Unique items can be difficult to count. Usually this means storing every unique item then recalling this information somehow. With Redis, this can be accomplished by using a set and a single command, however both the storage and time complexity of this with very large sets is prohibitive. HyperLogLog provides a probabilistic alternative.
HyperLogLog is similar to a Bloom filter internally as it runs items through a non-cryptographic hash and sets bits in a form of a bitfield. Unlike a Bloom filter, HyperLogLog keeps a counter of items that is incremented when new items are added that have not been previously added. This provides a very low error rate when estimating the unique items (cardinality) of a set. HyperLogLog is built right into Redis.

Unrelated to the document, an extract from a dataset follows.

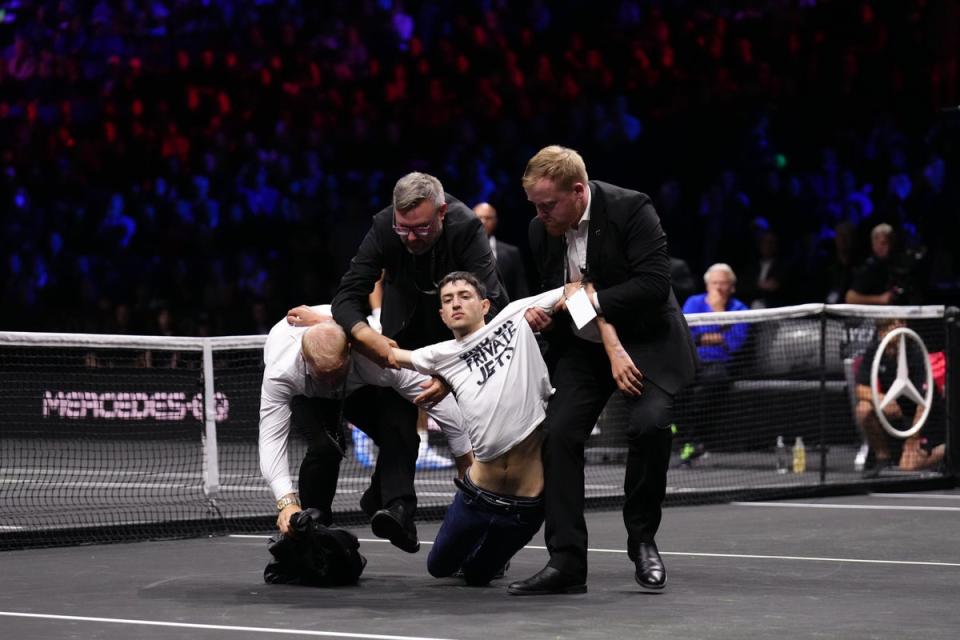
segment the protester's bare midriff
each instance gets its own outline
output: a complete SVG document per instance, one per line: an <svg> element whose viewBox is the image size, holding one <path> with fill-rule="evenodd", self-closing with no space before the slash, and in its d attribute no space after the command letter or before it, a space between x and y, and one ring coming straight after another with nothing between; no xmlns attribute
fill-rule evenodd
<svg viewBox="0 0 960 640"><path fill-rule="evenodd" d="M474 462L470 480L481 489L502 495L535 497L543 491L543 461L540 429L510 451L493 460Z"/></svg>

There are three HyperLogLog commands in Redis: PFADD, PFCOUNT and PFMERGE. Let’s say you’re building a web crawler and you want to estimate the number of unique URLs the page has crawled during a given day. For every page you would run a command like this:
> PFADD crawled:20171124 "http://www.google.com/" (integer) 1 > PFADD crawled:20171124 "http://www.redislabs.com/" (integer) 1 > PFADD crawled:20171124 "http://www.redis.io/" (integer) 1 > PFADD crawled:20171125 "http://www.redisearch.io/" (integer) 1 > PFADD crawled:20171125 "http://www.redis.io/" (integer) 1
Each key above is indexed by day. To see how many pages were crawled on 2017-11-24, we would run the following command:
> PFCOUNT crawled:20171124 (integer) 3
To see how many pages were crawled on 2017-11-24 and 2017-11-25, we would use PFMERGE to produce a new key of the union of the two counts. Note that since http://redis.io/ was added to both keys it isn’t counted twice:
> PFMERGE crawled:20171124-25 crawled:20171124 crawled:20171125 OK > PFCOUNT crawled:20171124-25 (integer) 4
This is a multi-key operation, so take care in sharded environments as to make sure your keys end up on the same shard.